Walka – wirtualna prezentacja dodatkowych wspomnień genetycznych Ratonhnhaké:tona, odtworzona przez jego potomka – Desmonda Milesa w 2012 roku przy pomocy Animusa 3.0.
Opis[]
Connor wraca do osady, lecz zostaje zaczepiony przez dzieci Terry'ego.
Przebieg[]
- Dzieci: Panie Connor! Panie Connor! Tata i Godfrey się biją! Niech pan ich powstrzyma!
Connor idzie do domu drwali, po drodze słyszy obelgi ich obu.
- Diana: Och, dałbyś spokój, Terry! Nic mi nie jest!
- Catherine: Zostaw go, Godfrey!
- Terry: Mówiłem, że nie potrzebuję twojej pomocy! Gdybyś posłuchał, nie doszłoby do tego!

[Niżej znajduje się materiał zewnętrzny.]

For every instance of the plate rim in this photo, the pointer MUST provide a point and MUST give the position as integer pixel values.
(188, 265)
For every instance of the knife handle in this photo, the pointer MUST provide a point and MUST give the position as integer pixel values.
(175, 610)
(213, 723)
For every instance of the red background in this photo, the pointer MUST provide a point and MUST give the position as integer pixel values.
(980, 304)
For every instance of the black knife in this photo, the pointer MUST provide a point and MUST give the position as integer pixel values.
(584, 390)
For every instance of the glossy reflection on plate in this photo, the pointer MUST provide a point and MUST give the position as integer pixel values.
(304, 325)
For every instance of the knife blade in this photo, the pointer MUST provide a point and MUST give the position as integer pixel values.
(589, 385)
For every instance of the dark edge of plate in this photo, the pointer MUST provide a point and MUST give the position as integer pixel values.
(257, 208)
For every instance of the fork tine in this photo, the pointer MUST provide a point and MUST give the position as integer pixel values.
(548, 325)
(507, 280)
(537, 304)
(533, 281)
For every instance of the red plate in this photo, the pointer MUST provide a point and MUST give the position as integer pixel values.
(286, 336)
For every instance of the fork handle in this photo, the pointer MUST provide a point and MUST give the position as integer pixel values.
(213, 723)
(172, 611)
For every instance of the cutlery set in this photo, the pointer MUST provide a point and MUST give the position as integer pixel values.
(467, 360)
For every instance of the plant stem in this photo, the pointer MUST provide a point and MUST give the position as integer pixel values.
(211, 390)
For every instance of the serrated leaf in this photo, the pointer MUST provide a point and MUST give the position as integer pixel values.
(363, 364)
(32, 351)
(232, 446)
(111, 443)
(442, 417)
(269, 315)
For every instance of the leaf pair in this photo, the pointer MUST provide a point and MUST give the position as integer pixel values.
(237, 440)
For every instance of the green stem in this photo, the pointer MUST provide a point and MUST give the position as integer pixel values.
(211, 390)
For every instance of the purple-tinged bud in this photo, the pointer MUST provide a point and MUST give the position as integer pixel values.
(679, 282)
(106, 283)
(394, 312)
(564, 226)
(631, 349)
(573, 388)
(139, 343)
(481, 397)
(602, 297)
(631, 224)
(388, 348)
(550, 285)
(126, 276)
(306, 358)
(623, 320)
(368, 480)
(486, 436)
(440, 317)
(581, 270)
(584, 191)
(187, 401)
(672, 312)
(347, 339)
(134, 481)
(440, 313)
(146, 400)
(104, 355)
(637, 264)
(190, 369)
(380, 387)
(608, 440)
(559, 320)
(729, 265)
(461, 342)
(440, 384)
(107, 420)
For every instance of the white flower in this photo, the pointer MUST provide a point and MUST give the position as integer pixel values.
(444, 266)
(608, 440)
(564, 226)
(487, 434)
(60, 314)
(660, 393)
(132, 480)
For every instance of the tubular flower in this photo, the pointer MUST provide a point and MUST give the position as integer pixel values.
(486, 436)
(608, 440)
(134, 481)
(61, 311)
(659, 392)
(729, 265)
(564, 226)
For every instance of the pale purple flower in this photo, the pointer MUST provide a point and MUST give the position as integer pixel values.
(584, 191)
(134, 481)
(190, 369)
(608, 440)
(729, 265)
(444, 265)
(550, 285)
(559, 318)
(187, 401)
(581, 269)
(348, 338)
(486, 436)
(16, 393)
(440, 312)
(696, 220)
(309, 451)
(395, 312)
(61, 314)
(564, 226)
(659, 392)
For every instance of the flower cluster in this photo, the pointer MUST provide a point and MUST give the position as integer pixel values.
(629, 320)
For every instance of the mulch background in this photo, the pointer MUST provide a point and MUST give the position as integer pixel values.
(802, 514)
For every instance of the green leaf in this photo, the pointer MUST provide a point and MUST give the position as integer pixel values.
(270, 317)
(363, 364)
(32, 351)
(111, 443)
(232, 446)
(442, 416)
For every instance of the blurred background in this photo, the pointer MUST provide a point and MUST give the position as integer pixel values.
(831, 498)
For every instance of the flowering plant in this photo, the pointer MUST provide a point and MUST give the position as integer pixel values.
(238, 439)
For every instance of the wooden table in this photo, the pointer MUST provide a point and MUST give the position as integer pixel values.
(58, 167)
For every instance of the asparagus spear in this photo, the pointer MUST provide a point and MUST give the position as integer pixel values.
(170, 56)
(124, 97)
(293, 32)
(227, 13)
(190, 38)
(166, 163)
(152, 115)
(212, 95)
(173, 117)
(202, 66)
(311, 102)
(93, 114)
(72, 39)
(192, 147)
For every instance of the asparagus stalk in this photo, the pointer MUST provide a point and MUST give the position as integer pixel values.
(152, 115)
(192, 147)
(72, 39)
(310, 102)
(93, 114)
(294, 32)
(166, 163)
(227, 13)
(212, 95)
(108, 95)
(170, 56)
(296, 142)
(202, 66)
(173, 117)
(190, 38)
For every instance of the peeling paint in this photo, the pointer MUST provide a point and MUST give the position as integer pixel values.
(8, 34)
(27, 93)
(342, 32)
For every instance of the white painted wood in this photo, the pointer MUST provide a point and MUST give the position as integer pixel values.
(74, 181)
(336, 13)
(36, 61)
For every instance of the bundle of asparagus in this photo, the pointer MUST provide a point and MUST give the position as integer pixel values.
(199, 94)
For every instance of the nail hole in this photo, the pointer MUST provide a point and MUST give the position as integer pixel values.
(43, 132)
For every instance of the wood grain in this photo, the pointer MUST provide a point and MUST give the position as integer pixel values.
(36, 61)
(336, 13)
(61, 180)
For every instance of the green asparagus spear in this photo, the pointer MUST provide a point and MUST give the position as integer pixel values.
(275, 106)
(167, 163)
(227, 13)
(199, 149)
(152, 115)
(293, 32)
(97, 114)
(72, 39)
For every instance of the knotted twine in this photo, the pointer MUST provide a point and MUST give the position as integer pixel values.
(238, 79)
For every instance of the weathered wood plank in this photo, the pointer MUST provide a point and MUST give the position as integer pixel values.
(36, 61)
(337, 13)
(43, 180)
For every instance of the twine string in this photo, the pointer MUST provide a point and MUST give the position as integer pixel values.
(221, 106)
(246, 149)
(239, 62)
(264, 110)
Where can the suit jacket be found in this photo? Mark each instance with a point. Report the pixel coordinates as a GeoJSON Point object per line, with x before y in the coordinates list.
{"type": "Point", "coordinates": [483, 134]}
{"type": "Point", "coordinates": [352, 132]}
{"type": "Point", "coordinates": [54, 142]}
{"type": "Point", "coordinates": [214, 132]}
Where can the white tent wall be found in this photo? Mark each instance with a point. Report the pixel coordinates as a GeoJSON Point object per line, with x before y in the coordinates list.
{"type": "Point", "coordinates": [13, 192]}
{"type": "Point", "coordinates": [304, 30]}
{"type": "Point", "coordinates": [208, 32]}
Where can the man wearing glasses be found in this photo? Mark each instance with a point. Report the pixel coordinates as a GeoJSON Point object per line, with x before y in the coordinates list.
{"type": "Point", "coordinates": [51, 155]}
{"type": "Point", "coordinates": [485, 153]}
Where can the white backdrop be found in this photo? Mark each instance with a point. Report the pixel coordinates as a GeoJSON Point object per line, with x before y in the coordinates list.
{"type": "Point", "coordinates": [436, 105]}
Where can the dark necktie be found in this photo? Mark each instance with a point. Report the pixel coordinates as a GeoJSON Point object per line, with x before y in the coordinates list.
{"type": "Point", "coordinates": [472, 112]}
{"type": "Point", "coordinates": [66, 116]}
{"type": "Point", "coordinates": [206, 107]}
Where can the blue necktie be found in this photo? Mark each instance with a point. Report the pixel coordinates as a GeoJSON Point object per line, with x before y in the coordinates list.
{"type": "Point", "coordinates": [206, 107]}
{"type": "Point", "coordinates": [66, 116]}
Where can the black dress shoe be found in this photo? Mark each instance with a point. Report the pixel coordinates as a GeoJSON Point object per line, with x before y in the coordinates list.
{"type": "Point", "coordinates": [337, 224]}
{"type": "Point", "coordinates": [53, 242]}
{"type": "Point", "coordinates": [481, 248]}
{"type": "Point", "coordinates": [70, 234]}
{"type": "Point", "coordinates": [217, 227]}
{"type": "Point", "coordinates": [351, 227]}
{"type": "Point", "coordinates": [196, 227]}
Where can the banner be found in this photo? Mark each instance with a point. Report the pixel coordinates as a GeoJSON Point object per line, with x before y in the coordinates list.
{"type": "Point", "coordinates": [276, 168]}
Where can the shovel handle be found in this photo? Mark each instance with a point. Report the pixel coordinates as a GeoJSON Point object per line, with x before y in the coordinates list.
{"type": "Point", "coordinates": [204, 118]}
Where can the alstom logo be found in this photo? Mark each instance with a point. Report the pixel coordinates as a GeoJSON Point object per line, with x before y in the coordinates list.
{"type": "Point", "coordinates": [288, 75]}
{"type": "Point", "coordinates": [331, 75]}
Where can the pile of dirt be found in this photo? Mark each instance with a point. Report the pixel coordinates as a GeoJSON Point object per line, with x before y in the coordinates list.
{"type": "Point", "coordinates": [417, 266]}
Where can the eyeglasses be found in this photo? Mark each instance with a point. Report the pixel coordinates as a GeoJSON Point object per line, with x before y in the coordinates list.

- Godfrey: Przestań zwalać na mnie winę! To ja TOBIE mówiłem, że nie musimy dzisiaj ciąć! Więc zamknij dziób!
Connor widzi, że mężczyźni się biją. Postanawia ich rozdzielić.
- Godfrey: Trzeba ci wbić do łba trochę rozumu!
Stłukę cię na kwaśne jabłko.
No dalej, ty łobuzie! - Terry: Zgniotę cię.
Zaraz ci przyłożę, niedołęgo!
Jedyny sposób, żebyś się zamknął.
Czas, żebym dał ci nauczkę!
Connorowi udaje się rozdzielić walczących. Potem idzie do nich.
- Connor: Nie jesteś zły, Godfrey?
- Godfrey: Ja? A skąd! Terry ma swoje humory, a ja nie będę ich potulnie znosił. Nic się nie stało. Uspokoi się. Ten cherlak i tak by mi nic nie zrobił.
- Connor: Czy to się często zdarza?
- Godfrey: Ha! Ostatnio mówiłem Lance'owi, że mógłbym z takich awantur zrobić cały kalendarz. Naprawdę nie ma się czym przejmować, Connor, ale doceniam twoją troskę.
Potem Connor idzie do Terry'ego, którego opatruje Diana.
- Connor: Jesteś cały? Nie ma powodu do zwady.
- Terry: Ba. To gamoń.
- Diana: Zaraz ochłonie. Trzeba mu tylko dać chwilkę.
Konkluzja[]
Connor przerwał walkę drwali. Dostępne jest u nich odtąd drewno świerkowe i inne przedmioty.